Presentation information

[E] Oral

P (Space and Planetary Sciences ) » P-EM Solar-Terrestrial Sciences, Space Electromagnetism & Space Environment

[P-EM17] Space Weather and Space Climate

convener:Ryuho Kataoka(National Institute of Polar Research), Antti A Pulkkinen(NASA Goddard Space Flight Center), Kanya Kusano(Institute for Space-Earth Environmental Research, Nagoya University), Kaori Sakaguchi(National Institute of Information and Communications Technology)

[PEM17-22] Deep Flare Net Extended to 4-Class Solar Flare Prediction

*Naoto Nishizuka1, Komei Sugiura1, Yuki Kubo1, Mitsue Den1, Mamoru Ishii1 (1.National Institute of Information and Communications Technology)

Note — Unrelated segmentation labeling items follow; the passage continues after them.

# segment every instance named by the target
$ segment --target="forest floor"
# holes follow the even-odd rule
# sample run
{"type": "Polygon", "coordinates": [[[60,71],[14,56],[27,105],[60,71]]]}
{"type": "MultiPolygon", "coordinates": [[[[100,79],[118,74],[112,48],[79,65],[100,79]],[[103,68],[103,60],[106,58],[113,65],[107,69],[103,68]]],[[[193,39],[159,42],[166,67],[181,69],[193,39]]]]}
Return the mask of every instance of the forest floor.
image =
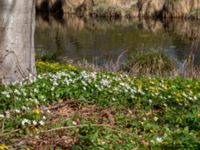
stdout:
{"type": "Polygon", "coordinates": [[[198,149],[200,81],[37,63],[0,85],[0,150],[198,149]]]}

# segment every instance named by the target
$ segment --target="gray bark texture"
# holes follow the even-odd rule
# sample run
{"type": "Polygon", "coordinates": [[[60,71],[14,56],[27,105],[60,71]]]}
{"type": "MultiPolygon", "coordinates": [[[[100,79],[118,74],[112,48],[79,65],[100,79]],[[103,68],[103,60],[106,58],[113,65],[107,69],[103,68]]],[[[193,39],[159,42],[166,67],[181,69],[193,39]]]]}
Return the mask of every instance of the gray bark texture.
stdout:
{"type": "Polygon", "coordinates": [[[0,83],[35,75],[35,0],[0,0],[0,83]]]}

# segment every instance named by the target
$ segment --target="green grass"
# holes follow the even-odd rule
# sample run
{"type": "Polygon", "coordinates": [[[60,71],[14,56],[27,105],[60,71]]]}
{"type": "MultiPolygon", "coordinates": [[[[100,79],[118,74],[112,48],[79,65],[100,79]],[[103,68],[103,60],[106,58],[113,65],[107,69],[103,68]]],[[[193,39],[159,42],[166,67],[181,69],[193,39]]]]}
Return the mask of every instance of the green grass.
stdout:
{"type": "Polygon", "coordinates": [[[66,145],[73,149],[200,146],[200,80],[131,77],[44,62],[37,63],[37,71],[37,78],[0,85],[0,139],[10,147],[16,144],[13,138],[30,135],[70,137],[74,141],[66,145]],[[58,112],[49,112],[49,105],[66,99],[76,100],[72,108],[77,110],[52,123],[58,112]],[[85,105],[87,115],[80,113],[85,105]],[[54,128],[54,134],[47,132],[54,128]]]}

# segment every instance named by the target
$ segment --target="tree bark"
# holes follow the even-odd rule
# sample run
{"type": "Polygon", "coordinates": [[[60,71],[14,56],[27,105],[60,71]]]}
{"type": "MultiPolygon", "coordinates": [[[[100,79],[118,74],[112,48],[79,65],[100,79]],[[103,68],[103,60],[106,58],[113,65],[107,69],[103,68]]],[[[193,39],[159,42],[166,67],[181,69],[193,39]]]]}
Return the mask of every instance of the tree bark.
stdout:
{"type": "Polygon", "coordinates": [[[0,82],[36,74],[35,0],[0,0],[0,82]]]}

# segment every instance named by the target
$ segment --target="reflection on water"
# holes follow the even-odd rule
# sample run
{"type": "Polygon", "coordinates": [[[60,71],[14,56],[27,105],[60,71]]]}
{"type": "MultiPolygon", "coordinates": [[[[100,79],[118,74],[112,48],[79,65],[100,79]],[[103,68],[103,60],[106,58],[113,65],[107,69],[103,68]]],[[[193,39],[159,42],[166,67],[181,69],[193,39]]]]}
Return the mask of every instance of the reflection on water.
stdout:
{"type": "Polygon", "coordinates": [[[57,61],[83,60],[96,64],[122,62],[136,50],[161,49],[178,64],[190,55],[200,65],[200,22],[156,20],[83,20],[64,16],[61,22],[37,17],[36,53],[53,54],[57,61]],[[195,41],[195,47],[192,43],[195,41]]]}

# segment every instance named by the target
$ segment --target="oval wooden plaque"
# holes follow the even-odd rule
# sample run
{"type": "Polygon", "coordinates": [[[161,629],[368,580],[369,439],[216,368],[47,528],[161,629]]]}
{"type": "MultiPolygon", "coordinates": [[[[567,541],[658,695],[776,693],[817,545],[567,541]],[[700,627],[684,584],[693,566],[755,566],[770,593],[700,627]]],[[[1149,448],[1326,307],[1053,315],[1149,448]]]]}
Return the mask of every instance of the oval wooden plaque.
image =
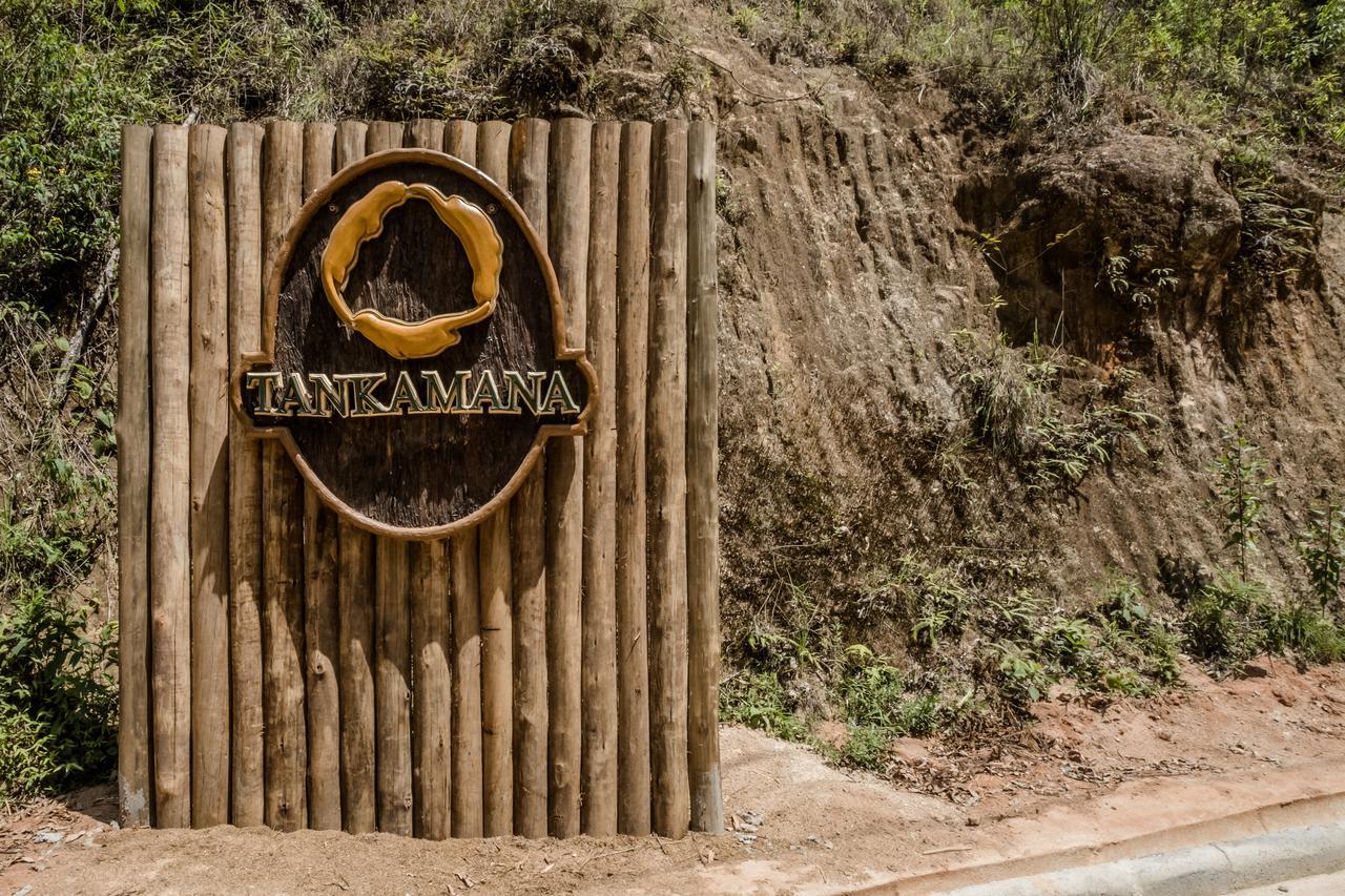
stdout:
{"type": "Polygon", "coordinates": [[[346,519],[438,538],[502,506],[547,437],[585,432],[597,382],[562,309],[495,182],[440,152],[379,152],[291,226],[234,408],[346,519]]]}

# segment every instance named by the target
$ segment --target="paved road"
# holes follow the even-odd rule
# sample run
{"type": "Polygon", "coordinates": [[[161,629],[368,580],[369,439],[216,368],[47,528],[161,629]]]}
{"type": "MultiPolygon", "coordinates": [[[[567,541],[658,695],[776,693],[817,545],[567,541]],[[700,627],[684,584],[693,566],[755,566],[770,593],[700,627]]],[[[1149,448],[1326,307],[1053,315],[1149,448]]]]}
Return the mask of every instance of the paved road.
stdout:
{"type": "Polygon", "coordinates": [[[1290,896],[1340,896],[1340,893],[1345,893],[1345,868],[1329,874],[1314,874],[1313,877],[1286,880],[1282,884],[1239,889],[1229,896],[1282,896],[1283,893],[1290,893],[1290,896]]]}

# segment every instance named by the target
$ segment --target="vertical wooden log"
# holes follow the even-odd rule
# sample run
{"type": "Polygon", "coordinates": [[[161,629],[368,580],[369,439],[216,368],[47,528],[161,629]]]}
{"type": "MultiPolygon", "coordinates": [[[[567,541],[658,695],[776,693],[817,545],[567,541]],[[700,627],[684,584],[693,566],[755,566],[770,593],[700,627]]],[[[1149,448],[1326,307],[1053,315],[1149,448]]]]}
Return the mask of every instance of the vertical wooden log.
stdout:
{"type": "Polygon", "coordinates": [[[616,191],[621,125],[593,128],[588,358],[597,406],[584,440],[584,833],[616,834],[616,191]]]}
{"type": "Polygon", "coordinates": [[[412,790],[416,835],[444,839],[449,835],[452,795],[452,675],[449,655],[448,542],[413,545],[412,644],[416,667],[412,681],[412,790]]]}
{"type": "Polygon", "coordinates": [[[374,807],[374,539],[342,521],[336,603],[340,612],[340,790],[344,829],[367,834],[374,807]]]}
{"type": "Polygon", "coordinates": [[[308,685],[308,826],[340,830],[340,597],[336,514],[304,490],[304,671],[308,685]]]}
{"type": "Polygon", "coordinates": [[[121,129],[121,270],[117,285],[117,632],[121,826],[149,806],[149,202],[155,132],[121,129]]]}
{"type": "Polygon", "coordinates": [[[650,204],[648,600],[654,829],[690,823],[686,767],[686,122],[654,128],[650,204]]]}
{"type": "Polygon", "coordinates": [[[686,544],[687,776],[691,826],[724,833],[720,782],[720,299],[714,125],[687,133],[686,544]]]}
{"type": "Polygon", "coordinates": [[[616,634],[617,814],[650,833],[650,665],[644,587],[644,396],[650,328],[650,132],[621,129],[617,210],[616,634]]]}
{"type": "Polygon", "coordinates": [[[482,787],[487,837],[514,833],[514,581],[508,505],[479,527],[482,588],[482,787]]]}
{"type": "MultiPolygon", "coordinates": [[[[261,348],[261,141],[229,128],[229,359],[261,348]]],[[[233,370],[231,373],[237,373],[233,370]]],[[[233,704],[230,821],[262,823],[261,445],[229,417],[229,661],[233,704]]]]}
{"type": "Polygon", "coordinates": [[[363,121],[342,121],[336,125],[336,171],[364,157],[369,144],[369,125],[363,121]]]}
{"type": "Polygon", "coordinates": [[[225,129],[196,125],[191,178],[191,823],[229,822],[229,246],[225,129]]]}
{"type": "MultiPolygon", "coordinates": [[[[304,125],[304,199],[332,176],[336,126],[304,125]]],[[[340,830],[340,613],[336,514],[304,486],[304,673],[308,685],[308,826],[340,830]]]]}
{"type": "MultiPolygon", "coordinates": [[[[510,187],[547,245],[546,163],[550,125],[529,118],[510,132],[510,187]]],[[[514,572],[514,831],[546,837],[547,663],[545,457],[510,507],[514,572]]]]}
{"type": "Polygon", "coordinates": [[[469,165],[476,164],[476,122],[455,118],[444,125],[444,152],[469,165]]]}
{"type": "Polygon", "coordinates": [[[159,125],[151,231],[149,607],[155,823],[191,823],[191,268],[187,128],[159,125]]]}
{"type": "Polygon", "coordinates": [[[375,620],[378,652],[374,717],[378,725],[378,830],[412,833],[410,588],[406,542],[377,538],[375,620]]]}
{"type": "Polygon", "coordinates": [[[480,837],[482,623],[476,530],[453,535],[453,837],[480,837]]]}
{"type": "MultiPolygon", "coordinates": [[[[402,145],[405,126],[394,121],[370,121],[369,155],[402,145]]],[[[375,782],[378,830],[412,833],[412,731],[410,731],[410,569],[405,542],[378,537],[375,576],[378,609],[374,620],[378,662],[374,678],[377,724],[375,782]]]]}
{"type": "Polygon", "coordinates": [[[382,152],[383,149],[397,149],[402,145],[402,135],[406,130],[406,125],[399,121],[370,121],[369,122],[369,143],[364,145],[364,152],[374,155],[375,152],[382,152]]]}
{"type": "Polygon", "coordinates": [[[444,122],[437,118],[416,118],[406,122],[406,135],[402,137],[402,143],[422,149],[443,149],[444,129],[444,122]]]}
{"type": "MultiPolygon", "coordinates": [[[[508,190],[508,140],[507,121],[483,121],[476,128],[475,165],[491,180],[508,190]]],[[[445,151],[456,155],[451,149],[445,151]]]]}
{"type": "MultiPolygon", "coordinates": [[[[565,339],[582,346],[588,293],[590,121],[551,125],[550,256],[565,305],[565,339]]],[[[550,682],[549,776],[553,837],[580,833],[582,743],[584,453],[578,437],[546,447],[546,662],[550,682]]]]}
{"type": "MultiPolygon", "coordinates": [[[[364,157],[369,125],[336,125],[336,170],[364,157]]],[[[378,825],[374,799],[374,539],[347,522],[338,530],[340,618],[340,788],[344,827],[366,834],[378,825]]]]}
{"type": "MultiPolygon", "coordinates": [[[[443,149],[444,122],[417,118],[406,144],[443,149]]],[[[452,794],[452,675],[448,542],[412,546],[412,802],[417,837],[449,835],[452,794]]]]}
{"type": "MultiPolygon", "coordinates": [[[[301,204],[304,129],[266,125],[262,246],[265,270],[301,204]]],[[[262,445],[262,712],[266,744],[266,825],[308,823],[308,743],[304,720],[304,487],[278,440],[262,445]]]]}
{"type": "MultiPolygon", "coordinates": [[[[508,190],[508,125],[476,129],[476,167],[508,190]]],[[[514,581],[510,509],[479,529],[482,588],[482,786],[484,833],[514,833],[514,581]]]]}

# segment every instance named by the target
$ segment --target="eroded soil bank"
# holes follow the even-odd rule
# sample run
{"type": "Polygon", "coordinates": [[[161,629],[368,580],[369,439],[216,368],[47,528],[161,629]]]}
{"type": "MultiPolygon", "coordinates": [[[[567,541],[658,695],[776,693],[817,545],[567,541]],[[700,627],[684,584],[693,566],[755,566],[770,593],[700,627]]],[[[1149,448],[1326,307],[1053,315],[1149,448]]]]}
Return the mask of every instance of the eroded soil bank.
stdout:
{"type": "Polygon", "coordinates": [[[734,831],[425,842],[217,827],[114,830],[109,787],[0,827],[0,893],[827,892],[896,874],[1103,845],[1345,787],[1345,665],[1107,708],[1048,701],[1013,741],[900,747],[897,788],[724,729],[734,831]]]}

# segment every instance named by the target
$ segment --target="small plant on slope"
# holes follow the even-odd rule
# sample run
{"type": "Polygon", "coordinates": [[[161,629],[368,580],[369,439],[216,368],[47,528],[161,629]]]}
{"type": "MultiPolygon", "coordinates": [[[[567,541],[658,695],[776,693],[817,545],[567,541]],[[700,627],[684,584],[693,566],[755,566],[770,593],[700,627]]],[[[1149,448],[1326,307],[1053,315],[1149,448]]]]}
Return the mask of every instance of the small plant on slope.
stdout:
{"type": "Polygon", "coordinates": [[[1323,492],[1313,502],[1297,548],[1322,612],[1338,607],[1345,566],[1345,507],[1338,498],[1323,492]]]}
{"type": "Polygon", "coordinates": [[[1237,572],[1247,578],[1247,554],[1256,552],[1266,513],[1266,491],[1275,480],[1266,475],[1266,459],[1260,448],[1247,439],[1240,421],[1224,431],[1223,441],[1224,451],[1209,471],[1215,475],[1224,550],[1237,553],[1237,572]]]}

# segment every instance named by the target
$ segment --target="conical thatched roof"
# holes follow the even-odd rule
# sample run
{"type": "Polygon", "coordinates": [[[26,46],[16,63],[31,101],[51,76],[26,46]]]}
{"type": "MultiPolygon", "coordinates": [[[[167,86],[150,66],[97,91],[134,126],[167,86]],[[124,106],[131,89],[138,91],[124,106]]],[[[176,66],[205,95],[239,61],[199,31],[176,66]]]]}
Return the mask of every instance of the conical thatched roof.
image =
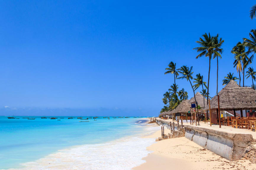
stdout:
{"type": "Polygon", "coordinates": [[[184,100],[173,111],[174,113],[187,113],[190,110],[191,104],[188,102],[188,100],[184,100]]]}
{"type": "MultiPolygon", "coordinates": [[[[196,99],[197,102],[197,104],[200,105],[201,108],[204,108],[204,96],[201,94],[199,92],[197,92],[195,95],[196,96],[196,99]]],[[[193,97],[189,101],[189,103],[191,104],[192,102],[195,102],[195,98],[193,97]]],[[[205,98],[205,105],[206,106],[207,104],[207,99],[205,98]]]]}
{"type": "MultiPolygon", "coordinates": [[[[220,109],[232,110],[233,109],[256,109],[256,91],[251,87],[241,87],[231,80],[218,93],[220,109]]],[[[215,96],[210,100],[211,109],[218,108],[218,97],[215,96]]],[[[209,105],[205,107],[209,109],[209,105]]]]}

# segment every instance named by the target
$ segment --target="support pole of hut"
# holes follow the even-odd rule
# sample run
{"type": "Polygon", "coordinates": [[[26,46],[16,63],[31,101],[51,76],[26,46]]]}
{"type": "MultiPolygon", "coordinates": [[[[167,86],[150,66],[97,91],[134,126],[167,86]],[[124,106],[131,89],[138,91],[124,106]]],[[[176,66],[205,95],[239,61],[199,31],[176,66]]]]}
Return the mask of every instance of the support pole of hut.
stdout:
{"type": "Polygon", "coordinates": [[[219,114],[219,124],[220,125],[220,128],[221,128],[221,125],[220,124],[220,96],[218,95],[218,112],[219,114]]]}
{"type": "Polygon", "coordinates": [[[212,126],[212,119],[211,116],[211,104],[210,104],[210,99],[209,99],[209,112],[210,113],[210,126],[212,126]]]}
{"type": "Polygon", "coordinates": [[[187,122],[187,123],[188,123],[188,113],[186,113],[186,121],[187,122]]]}
{"type": "Polygon", "coordinates": [[[241,117],[243,117],[243,110],[241,109],[240,109],[240,114],[241,115],[241,117]]]}

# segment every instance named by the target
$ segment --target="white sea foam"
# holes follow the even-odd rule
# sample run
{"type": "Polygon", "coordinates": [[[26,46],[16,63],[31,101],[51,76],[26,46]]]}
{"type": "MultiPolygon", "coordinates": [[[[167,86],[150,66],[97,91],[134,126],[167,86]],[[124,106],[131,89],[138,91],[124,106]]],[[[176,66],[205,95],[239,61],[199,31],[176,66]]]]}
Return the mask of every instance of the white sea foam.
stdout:
{"type": "MultiPolygon", "coordinates": [[[[148,128],[145,132],[158,130],[148,128]]],[[[150,153],[146,148],[154,141],[154,139],[129,137],[104,143],[77,146],[22,164],[25,168],[9,169],[131,169],[145,162],[142,158],[150,153]]]]}

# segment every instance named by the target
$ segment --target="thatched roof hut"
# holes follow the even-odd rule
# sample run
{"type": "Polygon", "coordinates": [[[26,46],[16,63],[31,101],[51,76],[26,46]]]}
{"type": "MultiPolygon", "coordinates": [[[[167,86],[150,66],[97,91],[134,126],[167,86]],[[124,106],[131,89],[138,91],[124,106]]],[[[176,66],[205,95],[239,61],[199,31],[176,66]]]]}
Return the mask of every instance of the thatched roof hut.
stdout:
{"type": "MultiPolygon", "coordinates": [[[[197,104],[199,105],[201,108],[204,108],[204,96],[199,92],[197,92],[195,95],[196,96],[196,99],[197,102],[197,104]]],[[[195,97],[193,97],[189,100],[189,103],[191,104],[192,102],[195,102],[195,97]]],[[[205,106],[206,106],[207,104],[207,99],[205,98],[205,106]]]]}
{"type": "MultiPolygon", "coordinates": [[[[251,87],[241,87],[231,80],[218,93],[220,109],[238,110],[256,109],[256,91],[251,87]]],[[[218,108],[218,97],[210,100],[211,109],[218,108]]],[[[205,107],[209,109],[208,105],[205,107]]]]}
{"type": "Polygon", "coordinates": [[[187,113],[190,110],[191,104],[188,102],[188,100],[183,100],[173,111],[173,113],[187,113]]]}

Keywords:Solar Flare Prediction, Space Weater Forecasting, Deep Learning , Soft X-ray Emission, Operational System, HF radio communications

We developed a 4-class solar flare prediction model by extending Deep Flare Net (DeFN), which is an operational model to predict flares using a deep neural network. The solar flares are classified by GOES classes (X, M, C, etc.), and, the larger amount of flare X-rays increases the ionization of ionospheric D-layer, results in greater absorption of the radio signals. The model can forecast the flare occurrence probabilities of 4 classes of flares and predict the maximum classes of flares that occur in the following 24 h after observation images. From 4x105 observation images taken during 2010-2017 by Solar Dynamic Observatory, we automatically detected sunspots and calculated 79 features for each region, to which flare occurrence labels of X-, M-, and C-class were attached. We adopted the features used in Nishizuka et al. (2017) and (2018), where we added ones from database in 2016-2017: for example, line-of sight/vector magnetogram in the photosphere, coronal hot brightening at 131 A (T~10^5 K) and the X-ray and 131 A intensity data 1 and 2 h before an image. For operational evaluation, we divided the database into two for training and testing: the dataset in 2010-2015 for training and the one in 2016-2017 for testing. The DeFN model consists of deep multilayer neural networks, formed by adapting skip connections, batch normalizations and weighted cross entropy. To statistically predict flares, the DeFN model was trained to optimize the skill score, i.e., the Gandin Murphy-Gerrity score (GMGS). As a result, we succeeded in predicting flares with GMGS=0.63 for 4-class flares including X, M, C and non-flares. Furthermore, we also developed a system to visualize the impact on the HF radio communication, based on our flare prediction results.